For coding workflows specifically, Sol ships with a new max reasoning effort mode and an ultra mode that delegates complex tasks to subagents. On ExploitBench, Sol is competitive with Anthropic's Mythos 5 using roughly one-third of the output tokens. OpenAI is also planning to launch Sol on Cerebras infrastructure at up to 750 tokens per second for select customers in July.
All three variants include more predictable prompt caching with explicit cache breakpoints and a 30-minute minimum cache life — a practical improvement for teams managing high-volume agent workflows where billing unpredictability has been a consistent pain point.
GPT-Live: Full-Duplex Voice Replaces Advanced Voice Mode
On July 8, OpenAI also launched GPT-Live-1 and GPT-Live-1 mini, replacing Advanced Voice Mode for all ChatGPT users globally. The architectural change is the headline: GPT-Live is a full-duplex model that listens and speaks simultaneously rather than operating on turn-based silence detection.
The previous Advanced Voice Mode treated silences as turn-end signals, which produced frequent misfire interruptions in noisy environments or when speakers paused mid-thought. GPT-Live makes interaction decisions many times per second — whether to speak, keep listening, pause, interrupt, or call a tool — eliminating the turn-taking rigidity that users complained about since Advanced Voice Mode launched in late 2024.
GPT-Live also decouples the voice layer from the reasoning layer. For conversational exchanges, the model handles the interaction directly. For queries requiring web search, deep reasoning, or agentic steps, GPT-Live delegates to a frontier model running in the background — currently GPT-5.5 — and continues talking while that task runs asynchronously. As OpenAI ships newer frontier models it will swap the background model without rebuilding the voice UX.

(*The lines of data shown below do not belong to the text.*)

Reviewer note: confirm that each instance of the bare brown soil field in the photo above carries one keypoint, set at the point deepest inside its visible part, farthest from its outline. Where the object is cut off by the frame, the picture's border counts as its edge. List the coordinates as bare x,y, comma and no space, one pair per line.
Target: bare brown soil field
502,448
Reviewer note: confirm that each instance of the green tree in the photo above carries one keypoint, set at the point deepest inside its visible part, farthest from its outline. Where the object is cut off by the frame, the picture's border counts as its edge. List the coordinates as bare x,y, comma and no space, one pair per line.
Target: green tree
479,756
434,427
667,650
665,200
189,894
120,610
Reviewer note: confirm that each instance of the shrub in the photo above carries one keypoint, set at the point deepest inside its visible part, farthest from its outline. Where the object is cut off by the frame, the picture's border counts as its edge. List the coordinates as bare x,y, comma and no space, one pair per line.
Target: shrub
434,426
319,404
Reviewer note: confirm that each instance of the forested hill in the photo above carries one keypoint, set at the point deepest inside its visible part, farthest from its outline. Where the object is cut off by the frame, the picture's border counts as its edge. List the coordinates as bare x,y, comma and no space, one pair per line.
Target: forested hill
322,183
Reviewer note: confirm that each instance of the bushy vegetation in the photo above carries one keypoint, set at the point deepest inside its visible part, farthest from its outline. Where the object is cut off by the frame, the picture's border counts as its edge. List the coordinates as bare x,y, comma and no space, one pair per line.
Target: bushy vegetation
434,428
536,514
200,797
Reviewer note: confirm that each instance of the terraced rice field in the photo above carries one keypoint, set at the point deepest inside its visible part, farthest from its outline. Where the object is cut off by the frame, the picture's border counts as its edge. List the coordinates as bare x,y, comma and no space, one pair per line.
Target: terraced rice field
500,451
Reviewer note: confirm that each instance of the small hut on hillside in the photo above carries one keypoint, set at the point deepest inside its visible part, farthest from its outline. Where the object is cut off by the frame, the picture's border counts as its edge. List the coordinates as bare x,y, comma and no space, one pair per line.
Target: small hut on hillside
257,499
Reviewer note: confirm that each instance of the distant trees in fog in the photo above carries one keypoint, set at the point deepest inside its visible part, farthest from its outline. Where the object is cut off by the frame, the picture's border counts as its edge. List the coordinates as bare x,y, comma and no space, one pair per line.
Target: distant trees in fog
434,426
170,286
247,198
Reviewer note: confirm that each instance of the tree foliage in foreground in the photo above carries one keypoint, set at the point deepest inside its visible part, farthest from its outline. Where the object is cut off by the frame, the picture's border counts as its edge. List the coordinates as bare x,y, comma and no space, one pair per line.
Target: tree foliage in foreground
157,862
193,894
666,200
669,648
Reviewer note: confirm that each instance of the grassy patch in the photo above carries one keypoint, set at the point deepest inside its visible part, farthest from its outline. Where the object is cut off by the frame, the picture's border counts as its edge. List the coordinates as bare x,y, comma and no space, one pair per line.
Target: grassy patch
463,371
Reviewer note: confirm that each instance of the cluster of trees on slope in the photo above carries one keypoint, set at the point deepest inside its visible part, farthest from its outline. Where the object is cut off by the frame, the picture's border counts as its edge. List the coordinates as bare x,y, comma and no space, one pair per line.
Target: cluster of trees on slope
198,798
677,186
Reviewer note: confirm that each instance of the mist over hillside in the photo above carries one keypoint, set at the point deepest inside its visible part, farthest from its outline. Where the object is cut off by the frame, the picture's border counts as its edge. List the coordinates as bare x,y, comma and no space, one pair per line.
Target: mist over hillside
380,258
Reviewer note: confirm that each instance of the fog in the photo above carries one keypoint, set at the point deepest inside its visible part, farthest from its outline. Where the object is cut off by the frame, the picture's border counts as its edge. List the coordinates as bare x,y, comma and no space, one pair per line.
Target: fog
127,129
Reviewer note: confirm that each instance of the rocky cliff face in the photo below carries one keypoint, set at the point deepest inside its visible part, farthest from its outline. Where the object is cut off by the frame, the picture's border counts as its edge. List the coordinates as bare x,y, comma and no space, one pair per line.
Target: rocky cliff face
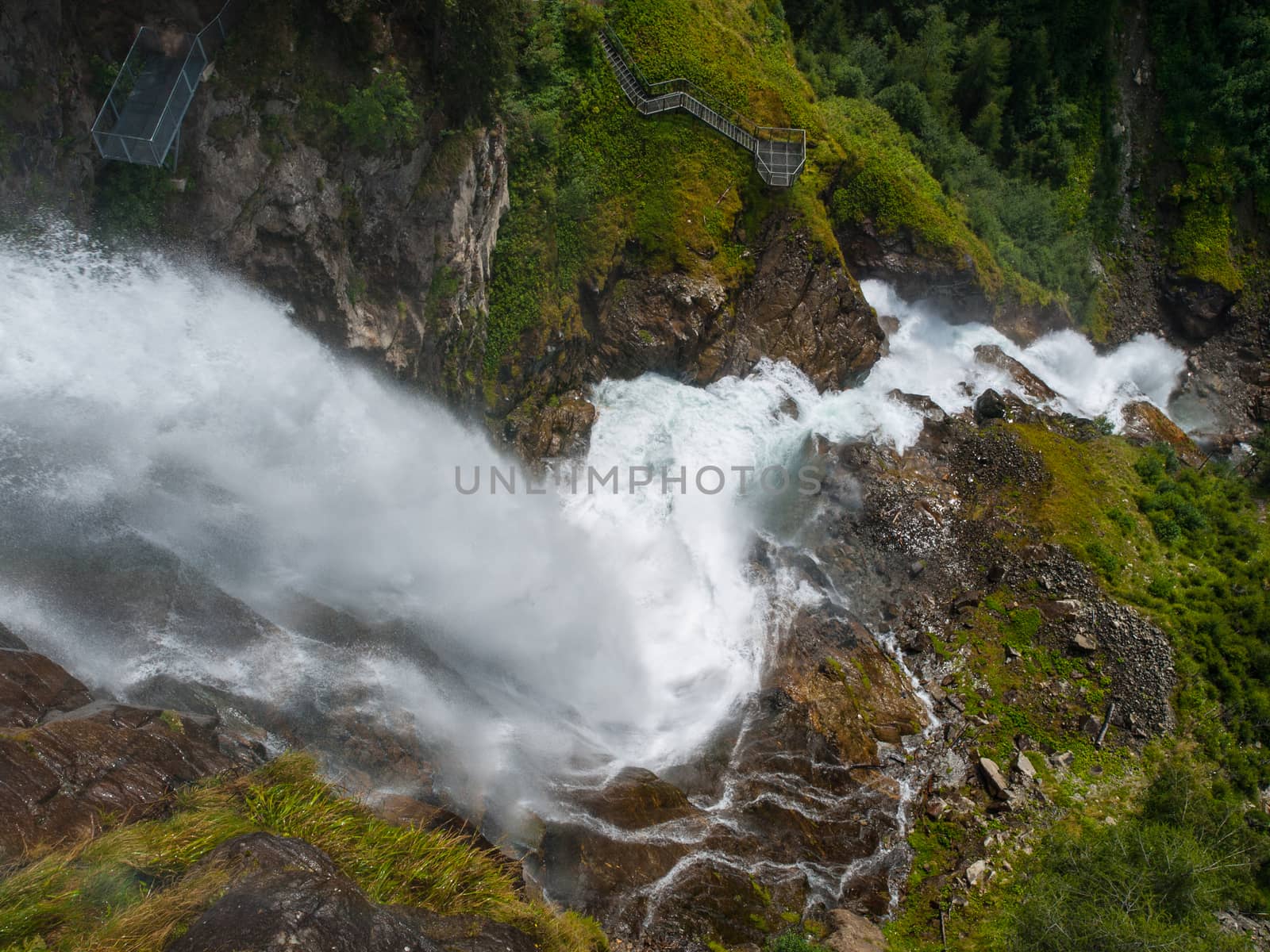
384,255
800,305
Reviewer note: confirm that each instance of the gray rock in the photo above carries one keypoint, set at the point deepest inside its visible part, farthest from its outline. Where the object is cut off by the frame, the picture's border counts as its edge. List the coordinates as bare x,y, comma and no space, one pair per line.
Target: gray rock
994,780
976,873
1024,766
1085,641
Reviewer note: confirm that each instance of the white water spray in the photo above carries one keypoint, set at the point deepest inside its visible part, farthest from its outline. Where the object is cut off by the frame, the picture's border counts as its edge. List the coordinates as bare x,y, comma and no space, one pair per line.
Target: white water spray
139,397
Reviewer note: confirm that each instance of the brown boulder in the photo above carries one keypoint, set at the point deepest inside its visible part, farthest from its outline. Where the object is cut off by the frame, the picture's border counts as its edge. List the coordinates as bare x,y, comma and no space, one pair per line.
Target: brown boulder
804,306
289,894
1146,423
60,778
800,305
994,780
854,933
32,685
1198,309
1026,382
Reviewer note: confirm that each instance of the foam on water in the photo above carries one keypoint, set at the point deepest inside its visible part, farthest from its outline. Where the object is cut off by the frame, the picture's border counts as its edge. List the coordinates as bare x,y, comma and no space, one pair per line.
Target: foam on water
140,397
175,403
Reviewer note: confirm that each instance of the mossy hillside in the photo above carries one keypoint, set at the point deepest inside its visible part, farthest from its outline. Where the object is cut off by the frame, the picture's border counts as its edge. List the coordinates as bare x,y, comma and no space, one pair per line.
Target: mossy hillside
886,183
1003,700
137,888
595,183
1141,861
1191,550
1202,245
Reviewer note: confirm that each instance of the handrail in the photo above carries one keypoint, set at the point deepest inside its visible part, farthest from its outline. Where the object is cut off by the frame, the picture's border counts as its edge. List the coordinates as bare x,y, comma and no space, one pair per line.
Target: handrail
683,93
198,50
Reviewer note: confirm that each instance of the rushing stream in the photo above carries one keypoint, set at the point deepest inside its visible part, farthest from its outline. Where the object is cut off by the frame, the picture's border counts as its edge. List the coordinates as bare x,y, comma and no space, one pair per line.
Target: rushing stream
168,436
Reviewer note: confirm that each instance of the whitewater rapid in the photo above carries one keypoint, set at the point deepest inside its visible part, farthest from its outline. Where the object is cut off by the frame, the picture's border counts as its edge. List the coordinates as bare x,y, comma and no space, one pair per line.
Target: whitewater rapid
143,397
545,636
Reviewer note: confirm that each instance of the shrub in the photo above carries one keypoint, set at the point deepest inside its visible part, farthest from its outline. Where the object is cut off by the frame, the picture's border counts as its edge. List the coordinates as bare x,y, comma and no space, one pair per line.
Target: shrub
383,114
1153,880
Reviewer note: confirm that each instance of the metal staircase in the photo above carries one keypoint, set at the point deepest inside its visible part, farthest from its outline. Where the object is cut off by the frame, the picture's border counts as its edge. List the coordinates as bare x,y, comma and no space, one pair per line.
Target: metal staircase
140,121
779,154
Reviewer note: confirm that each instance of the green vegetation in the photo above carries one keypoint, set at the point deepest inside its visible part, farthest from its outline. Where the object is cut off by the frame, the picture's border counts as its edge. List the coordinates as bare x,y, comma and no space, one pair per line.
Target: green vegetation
794,941
1005,105
137,886
1153,880
380,116
130,200
1213,65
1191,550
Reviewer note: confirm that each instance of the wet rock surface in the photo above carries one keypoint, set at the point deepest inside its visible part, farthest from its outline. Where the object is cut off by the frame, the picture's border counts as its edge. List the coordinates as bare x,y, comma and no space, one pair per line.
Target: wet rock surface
67,762
287,894
32,687
1146,423
800,305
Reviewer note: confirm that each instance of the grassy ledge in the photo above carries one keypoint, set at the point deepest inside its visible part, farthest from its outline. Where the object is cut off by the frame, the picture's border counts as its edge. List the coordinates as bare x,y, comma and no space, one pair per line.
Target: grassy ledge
137,888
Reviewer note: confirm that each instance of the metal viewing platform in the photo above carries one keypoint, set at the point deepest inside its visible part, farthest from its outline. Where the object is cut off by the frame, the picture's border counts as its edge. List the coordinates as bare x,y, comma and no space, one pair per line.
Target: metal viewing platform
779,154
140,121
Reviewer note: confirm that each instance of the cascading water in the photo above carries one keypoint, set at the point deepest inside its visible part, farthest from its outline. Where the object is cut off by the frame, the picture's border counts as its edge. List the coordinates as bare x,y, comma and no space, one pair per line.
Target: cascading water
152,410
144,397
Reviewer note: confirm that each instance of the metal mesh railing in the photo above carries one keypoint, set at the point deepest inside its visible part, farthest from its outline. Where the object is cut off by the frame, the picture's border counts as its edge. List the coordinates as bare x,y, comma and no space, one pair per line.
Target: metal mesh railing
140,121
779,154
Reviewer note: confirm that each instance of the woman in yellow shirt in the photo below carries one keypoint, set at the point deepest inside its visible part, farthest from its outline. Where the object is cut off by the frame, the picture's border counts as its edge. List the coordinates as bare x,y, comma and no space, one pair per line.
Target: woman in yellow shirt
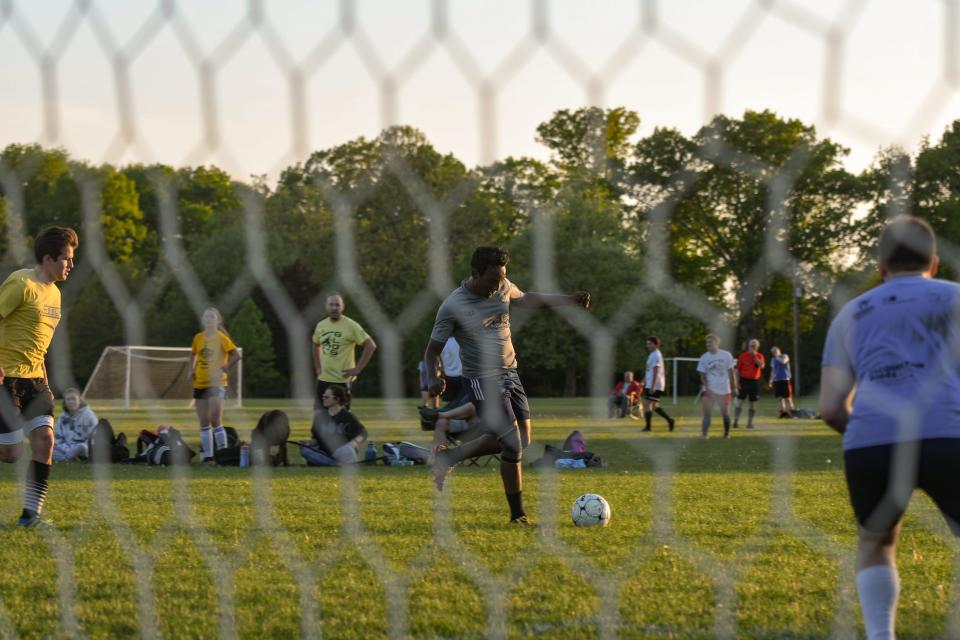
213,352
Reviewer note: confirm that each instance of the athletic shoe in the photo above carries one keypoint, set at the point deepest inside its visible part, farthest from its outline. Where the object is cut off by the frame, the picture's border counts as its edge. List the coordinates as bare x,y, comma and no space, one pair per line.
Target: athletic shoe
33,522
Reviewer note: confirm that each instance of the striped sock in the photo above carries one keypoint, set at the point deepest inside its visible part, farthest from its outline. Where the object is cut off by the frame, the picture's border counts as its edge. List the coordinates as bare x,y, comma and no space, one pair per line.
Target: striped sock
35,489
220,437
206,442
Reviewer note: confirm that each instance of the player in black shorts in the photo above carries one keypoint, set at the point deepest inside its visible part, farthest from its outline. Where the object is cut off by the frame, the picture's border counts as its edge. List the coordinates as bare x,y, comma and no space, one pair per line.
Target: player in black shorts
891,385
29,315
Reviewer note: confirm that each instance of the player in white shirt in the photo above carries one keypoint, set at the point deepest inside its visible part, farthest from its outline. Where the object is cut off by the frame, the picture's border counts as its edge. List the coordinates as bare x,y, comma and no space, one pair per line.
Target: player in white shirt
716,369
654,385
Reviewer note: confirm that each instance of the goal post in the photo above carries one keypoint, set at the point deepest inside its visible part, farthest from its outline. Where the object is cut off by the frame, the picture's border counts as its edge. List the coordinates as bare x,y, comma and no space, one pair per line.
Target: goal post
145,373
687,381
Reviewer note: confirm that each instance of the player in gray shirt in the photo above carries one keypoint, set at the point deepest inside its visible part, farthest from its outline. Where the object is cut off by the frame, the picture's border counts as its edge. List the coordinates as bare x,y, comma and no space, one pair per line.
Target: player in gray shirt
477,314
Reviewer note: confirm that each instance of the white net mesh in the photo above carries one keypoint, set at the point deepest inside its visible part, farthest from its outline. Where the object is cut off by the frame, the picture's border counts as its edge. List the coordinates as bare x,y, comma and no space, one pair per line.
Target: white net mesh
389,220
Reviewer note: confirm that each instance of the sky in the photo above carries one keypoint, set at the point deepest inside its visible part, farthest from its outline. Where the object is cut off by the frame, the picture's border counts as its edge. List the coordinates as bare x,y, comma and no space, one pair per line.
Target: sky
254,87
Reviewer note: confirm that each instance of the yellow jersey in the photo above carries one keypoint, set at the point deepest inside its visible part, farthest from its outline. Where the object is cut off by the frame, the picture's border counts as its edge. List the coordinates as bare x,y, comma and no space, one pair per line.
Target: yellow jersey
29,314
337,341
212,353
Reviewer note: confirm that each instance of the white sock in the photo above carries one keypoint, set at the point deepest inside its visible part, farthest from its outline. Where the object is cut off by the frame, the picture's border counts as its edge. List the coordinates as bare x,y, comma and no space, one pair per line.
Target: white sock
220,437
206,443
879,588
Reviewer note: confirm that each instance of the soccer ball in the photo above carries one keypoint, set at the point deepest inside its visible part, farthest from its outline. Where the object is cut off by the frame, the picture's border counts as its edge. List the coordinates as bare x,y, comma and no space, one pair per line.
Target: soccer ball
590,510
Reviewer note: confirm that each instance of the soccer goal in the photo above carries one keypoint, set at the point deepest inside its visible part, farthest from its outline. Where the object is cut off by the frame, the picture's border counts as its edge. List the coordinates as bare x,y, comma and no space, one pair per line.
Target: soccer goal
144,374
684,376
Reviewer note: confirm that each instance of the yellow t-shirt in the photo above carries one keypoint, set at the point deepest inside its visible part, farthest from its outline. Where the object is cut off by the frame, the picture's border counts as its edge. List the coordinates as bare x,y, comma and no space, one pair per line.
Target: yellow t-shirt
30,312
212,352
337,341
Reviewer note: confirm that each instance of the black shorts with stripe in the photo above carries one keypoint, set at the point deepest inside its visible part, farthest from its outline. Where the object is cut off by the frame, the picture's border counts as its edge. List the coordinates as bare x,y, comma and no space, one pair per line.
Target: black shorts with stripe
503,394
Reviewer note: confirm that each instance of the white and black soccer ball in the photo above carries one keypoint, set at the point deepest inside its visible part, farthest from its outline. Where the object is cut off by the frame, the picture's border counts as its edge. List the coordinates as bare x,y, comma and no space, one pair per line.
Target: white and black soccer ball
590,510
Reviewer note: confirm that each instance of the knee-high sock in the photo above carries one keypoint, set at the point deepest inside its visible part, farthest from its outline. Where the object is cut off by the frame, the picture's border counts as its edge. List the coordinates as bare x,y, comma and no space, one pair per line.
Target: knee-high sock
879,589
35,490
206,442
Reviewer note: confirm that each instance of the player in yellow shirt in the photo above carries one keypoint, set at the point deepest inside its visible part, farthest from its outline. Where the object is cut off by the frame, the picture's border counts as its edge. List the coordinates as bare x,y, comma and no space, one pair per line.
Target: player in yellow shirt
29,314
334,341
212,354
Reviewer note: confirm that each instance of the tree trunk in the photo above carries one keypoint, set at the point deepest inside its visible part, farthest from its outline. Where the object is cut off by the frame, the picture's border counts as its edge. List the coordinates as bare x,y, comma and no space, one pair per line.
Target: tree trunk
570,381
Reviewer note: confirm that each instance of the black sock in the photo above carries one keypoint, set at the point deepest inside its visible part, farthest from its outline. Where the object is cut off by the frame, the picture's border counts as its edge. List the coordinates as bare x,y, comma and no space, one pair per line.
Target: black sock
35,489
515,500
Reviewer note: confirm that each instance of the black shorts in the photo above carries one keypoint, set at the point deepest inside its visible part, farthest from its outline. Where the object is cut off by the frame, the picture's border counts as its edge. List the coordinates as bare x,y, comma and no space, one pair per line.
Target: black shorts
869,469
502,393
209,392
453,389
749,389
322,386
782,389
25,404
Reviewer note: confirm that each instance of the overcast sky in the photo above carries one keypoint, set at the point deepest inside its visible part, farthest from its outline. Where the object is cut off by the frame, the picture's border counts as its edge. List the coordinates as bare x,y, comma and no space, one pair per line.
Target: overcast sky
476,76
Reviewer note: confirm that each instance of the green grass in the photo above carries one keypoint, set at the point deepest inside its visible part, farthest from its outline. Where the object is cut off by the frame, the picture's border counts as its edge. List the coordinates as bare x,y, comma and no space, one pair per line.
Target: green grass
706,538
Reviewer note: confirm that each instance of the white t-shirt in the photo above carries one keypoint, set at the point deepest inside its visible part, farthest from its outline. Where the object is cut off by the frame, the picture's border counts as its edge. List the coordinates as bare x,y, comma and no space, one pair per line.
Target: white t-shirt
716,369
655,359
450,357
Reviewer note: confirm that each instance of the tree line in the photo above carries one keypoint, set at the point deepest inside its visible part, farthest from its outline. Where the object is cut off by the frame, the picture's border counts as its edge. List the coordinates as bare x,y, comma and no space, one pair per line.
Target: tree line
674,235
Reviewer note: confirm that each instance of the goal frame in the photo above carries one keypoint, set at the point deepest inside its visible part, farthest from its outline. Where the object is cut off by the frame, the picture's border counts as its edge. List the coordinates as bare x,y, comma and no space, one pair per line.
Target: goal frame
128,351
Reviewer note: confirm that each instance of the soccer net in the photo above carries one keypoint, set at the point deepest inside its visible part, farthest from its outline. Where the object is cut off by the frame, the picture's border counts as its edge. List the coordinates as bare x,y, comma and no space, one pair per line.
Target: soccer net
140,375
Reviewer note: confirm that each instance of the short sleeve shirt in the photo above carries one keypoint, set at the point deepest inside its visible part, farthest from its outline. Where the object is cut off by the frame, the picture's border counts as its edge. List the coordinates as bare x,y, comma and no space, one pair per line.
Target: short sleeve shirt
212,353
715,367
338,341
658,383
901,343
747,366
30,312
481,326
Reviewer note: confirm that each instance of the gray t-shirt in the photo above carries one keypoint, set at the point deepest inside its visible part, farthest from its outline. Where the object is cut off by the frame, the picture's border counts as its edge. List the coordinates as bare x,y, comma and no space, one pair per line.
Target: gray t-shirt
901,343
481,326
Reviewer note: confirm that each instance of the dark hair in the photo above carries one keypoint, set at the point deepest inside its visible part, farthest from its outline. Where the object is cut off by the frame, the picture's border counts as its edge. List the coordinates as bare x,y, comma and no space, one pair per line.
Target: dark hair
907,243
340,393
52,241
486,257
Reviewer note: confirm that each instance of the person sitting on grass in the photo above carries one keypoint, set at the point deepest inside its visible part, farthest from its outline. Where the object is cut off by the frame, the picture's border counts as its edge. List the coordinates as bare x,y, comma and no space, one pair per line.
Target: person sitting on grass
73,429
338,438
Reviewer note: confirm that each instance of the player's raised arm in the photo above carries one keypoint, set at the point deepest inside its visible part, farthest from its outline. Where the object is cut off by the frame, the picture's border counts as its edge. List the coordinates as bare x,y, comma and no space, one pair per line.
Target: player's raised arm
532,300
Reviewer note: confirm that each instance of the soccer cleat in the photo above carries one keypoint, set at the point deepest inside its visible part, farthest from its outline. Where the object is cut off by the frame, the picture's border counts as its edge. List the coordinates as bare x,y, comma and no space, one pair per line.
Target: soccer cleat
33,522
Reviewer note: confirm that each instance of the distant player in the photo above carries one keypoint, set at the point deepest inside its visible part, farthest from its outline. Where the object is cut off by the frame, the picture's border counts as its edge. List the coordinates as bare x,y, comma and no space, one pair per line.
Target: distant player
750,366
335,340
212,353
29,314
719,383
654,384
780,381
477,314
891,385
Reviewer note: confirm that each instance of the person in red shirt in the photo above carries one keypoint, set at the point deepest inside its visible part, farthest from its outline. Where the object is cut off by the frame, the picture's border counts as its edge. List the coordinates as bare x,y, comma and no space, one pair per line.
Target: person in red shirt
749,371
624,395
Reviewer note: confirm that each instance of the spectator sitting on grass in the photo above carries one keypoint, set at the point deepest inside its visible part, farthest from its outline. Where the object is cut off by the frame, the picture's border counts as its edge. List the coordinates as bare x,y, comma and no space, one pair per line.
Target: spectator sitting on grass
73,429
338,438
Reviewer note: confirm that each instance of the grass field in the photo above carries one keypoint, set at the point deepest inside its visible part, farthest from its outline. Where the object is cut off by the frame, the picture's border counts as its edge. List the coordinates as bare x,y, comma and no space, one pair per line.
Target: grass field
750,537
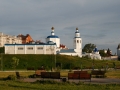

GPT-Live-1 is the default for Go, Plus, and Pro users. GPT-Live-1 mini serves free-tier users. OpenAI says more than 150 million people use ChatGPT Voice or Dictation each week. The voice API is not yet available at launch, but developers can sign up for early access notification.
What This Means for Developers
For teams integrating OpenAI models, the GPT-5.6 tier structure makes model selection more explicit than before. Terra is positioned to match GPT-5.5 performance at roughly half the cost — a meaningful option for workloads that do not need frontier-level reasoning. Luna handles high-volume, lower-stakes tasks at $1/$6, competitive with the cheapest alternatives currently available.
The more predictable prompt caching is likely the most practically useful change in the release for engineering teams. Explicit cache breakpoints and a minimum cache lifetime make billing more foreseeable for teams running large-scale pipelines, where cost variance from caching unpredictability has been a persistent issue.
GPT-Live's architecture signals where OpenAI sees the voice interface heading: less a feature inside a chat product, more a standalone modality that routes work to the best available model in the background. For developers building voice applications, the API access path will matter more than the consumer rollout — the notification list is worth joining early.